So, I realize that all writers have to deal with the fact that editors are likely to change what they wrote. And humor writers, perhaps more than most, must worry that someone between the original pen and the printed page will have a different sense of humor and remove a joke (or worse yet, remove the part that makes it funny but leave the structure). But the worst subset in this bullseye-like venn diagram is the humor writer who relies on puns. Puns get killed.
This week, I had a column satirizing some local disputes over potential wind turbines. I had them being constructed on people's faces, and two-thirds of the way through the article, there was a snot/it's not pun followed by a mucus/make us pun and a nose/knows pun. The mucus/makeus pun was removed entirely, but the editor (a reasonable man) had explained to me beforehand that it was too much of a stretch, and I respect his decision.

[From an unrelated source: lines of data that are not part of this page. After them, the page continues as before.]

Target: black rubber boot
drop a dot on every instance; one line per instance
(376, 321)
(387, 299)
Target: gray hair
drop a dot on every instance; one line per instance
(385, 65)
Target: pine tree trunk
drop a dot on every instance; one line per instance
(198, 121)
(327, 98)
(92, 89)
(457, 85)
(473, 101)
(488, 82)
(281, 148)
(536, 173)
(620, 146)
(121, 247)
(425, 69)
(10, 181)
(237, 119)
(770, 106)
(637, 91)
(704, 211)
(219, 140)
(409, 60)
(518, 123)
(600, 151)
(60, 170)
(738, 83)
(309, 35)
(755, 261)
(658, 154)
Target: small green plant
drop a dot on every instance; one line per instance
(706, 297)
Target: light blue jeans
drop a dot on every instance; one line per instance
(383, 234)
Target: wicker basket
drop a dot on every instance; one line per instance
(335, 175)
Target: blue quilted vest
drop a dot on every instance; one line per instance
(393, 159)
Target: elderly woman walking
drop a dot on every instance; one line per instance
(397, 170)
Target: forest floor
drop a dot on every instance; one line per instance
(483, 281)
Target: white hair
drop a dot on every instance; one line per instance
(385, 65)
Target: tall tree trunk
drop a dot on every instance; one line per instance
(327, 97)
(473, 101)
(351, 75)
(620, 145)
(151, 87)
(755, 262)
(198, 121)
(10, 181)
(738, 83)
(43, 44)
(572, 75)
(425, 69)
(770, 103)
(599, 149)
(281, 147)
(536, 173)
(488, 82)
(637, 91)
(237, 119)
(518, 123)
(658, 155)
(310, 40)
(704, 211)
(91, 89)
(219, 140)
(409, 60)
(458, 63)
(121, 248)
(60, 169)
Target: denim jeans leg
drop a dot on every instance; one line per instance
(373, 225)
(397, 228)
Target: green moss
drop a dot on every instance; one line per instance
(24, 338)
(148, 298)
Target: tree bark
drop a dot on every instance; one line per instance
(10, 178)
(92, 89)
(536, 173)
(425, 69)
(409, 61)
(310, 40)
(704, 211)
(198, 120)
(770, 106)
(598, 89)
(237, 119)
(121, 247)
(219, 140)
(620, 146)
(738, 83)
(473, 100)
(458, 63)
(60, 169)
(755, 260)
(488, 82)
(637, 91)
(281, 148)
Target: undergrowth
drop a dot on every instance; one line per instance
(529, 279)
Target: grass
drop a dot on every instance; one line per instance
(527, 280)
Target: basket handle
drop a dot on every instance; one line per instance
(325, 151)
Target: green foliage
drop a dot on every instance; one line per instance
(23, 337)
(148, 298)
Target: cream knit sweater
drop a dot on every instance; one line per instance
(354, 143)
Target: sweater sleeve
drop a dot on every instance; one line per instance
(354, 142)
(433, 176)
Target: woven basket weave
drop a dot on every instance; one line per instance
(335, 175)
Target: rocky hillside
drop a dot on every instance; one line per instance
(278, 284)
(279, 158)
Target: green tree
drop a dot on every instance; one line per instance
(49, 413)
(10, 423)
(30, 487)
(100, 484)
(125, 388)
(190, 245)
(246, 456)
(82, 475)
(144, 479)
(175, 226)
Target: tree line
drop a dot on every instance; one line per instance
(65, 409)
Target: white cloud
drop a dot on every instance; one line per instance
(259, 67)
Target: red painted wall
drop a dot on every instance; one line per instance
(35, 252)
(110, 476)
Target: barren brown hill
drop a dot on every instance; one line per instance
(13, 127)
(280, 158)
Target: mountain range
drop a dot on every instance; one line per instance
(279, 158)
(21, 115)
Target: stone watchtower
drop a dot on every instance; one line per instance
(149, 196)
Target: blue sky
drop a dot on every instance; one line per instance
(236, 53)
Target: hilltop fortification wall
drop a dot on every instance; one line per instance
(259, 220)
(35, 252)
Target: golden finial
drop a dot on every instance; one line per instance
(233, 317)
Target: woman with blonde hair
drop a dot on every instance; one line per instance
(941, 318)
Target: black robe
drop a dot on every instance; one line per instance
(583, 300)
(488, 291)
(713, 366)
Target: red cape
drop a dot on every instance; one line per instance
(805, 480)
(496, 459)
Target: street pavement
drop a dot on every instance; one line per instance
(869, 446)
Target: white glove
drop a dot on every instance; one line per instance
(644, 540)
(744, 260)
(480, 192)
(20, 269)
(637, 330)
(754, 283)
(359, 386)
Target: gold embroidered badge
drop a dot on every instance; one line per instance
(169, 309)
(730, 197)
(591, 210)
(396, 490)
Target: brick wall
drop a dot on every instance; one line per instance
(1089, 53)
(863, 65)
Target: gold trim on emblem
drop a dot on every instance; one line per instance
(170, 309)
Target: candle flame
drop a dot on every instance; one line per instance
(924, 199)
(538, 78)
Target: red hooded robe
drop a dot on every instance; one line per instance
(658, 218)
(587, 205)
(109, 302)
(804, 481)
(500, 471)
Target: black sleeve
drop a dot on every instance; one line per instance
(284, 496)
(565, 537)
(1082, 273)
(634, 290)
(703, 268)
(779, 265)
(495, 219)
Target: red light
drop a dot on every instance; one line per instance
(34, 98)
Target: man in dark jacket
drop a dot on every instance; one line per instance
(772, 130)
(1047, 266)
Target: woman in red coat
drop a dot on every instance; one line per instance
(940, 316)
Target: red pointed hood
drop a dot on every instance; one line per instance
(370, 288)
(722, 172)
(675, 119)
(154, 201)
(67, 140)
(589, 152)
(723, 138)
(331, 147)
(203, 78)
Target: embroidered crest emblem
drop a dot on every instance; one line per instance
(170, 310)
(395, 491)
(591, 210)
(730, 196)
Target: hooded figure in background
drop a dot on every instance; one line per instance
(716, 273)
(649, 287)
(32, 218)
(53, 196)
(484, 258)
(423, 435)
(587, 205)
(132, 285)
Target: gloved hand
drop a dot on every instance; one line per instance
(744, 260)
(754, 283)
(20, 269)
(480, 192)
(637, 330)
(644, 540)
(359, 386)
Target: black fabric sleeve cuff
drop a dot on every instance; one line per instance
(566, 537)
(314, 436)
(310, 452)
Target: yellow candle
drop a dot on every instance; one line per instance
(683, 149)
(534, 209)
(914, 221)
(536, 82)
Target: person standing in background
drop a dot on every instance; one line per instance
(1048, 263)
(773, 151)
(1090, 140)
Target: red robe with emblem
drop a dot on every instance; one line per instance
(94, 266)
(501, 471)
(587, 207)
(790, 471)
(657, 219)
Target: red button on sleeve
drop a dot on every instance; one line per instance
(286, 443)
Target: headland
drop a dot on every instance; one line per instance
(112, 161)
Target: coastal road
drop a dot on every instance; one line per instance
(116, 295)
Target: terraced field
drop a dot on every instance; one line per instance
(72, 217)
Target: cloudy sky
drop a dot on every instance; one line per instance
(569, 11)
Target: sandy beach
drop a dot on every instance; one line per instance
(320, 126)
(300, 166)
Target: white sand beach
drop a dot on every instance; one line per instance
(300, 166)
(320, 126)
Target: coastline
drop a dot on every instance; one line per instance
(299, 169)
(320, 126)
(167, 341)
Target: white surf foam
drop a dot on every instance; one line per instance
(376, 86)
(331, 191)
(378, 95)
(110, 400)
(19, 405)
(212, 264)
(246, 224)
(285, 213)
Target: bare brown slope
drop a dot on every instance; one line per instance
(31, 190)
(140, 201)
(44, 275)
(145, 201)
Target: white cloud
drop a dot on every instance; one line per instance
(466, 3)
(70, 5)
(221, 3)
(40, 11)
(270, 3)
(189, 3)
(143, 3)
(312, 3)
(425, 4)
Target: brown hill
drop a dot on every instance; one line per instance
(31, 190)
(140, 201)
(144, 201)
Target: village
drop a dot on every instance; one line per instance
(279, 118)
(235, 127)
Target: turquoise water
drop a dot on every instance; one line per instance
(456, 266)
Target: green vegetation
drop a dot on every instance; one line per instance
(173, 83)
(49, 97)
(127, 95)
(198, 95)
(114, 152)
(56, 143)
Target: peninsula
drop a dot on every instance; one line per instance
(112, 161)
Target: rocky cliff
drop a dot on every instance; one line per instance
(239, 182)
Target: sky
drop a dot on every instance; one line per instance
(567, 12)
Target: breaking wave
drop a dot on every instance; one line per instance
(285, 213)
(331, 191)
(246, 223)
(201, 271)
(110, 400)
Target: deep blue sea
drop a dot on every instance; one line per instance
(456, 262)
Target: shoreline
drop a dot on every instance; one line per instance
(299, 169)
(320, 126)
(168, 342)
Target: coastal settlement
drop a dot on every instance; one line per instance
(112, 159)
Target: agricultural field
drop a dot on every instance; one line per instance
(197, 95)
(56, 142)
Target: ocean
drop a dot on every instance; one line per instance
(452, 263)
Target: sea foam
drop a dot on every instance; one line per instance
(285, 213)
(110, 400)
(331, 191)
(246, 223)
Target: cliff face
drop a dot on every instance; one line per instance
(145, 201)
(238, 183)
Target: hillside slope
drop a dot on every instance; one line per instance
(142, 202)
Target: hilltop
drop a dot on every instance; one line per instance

The nose, however, was changed to knows. I can only assume that some eagle-eyed copy-editor had seen it and said, "This poor writer is confused by homonyms! I will save the day and change nose to knows, so the world need not suffer his ignorance!" Is this a major thing? Nost really, no.* And I do cheerily accept it as part of being a writer, and also as an incredibly minor thing in comparison to both the good of having a column, and the bad of other actual problems I currently have.
But I still mourn for my dearly departed puns.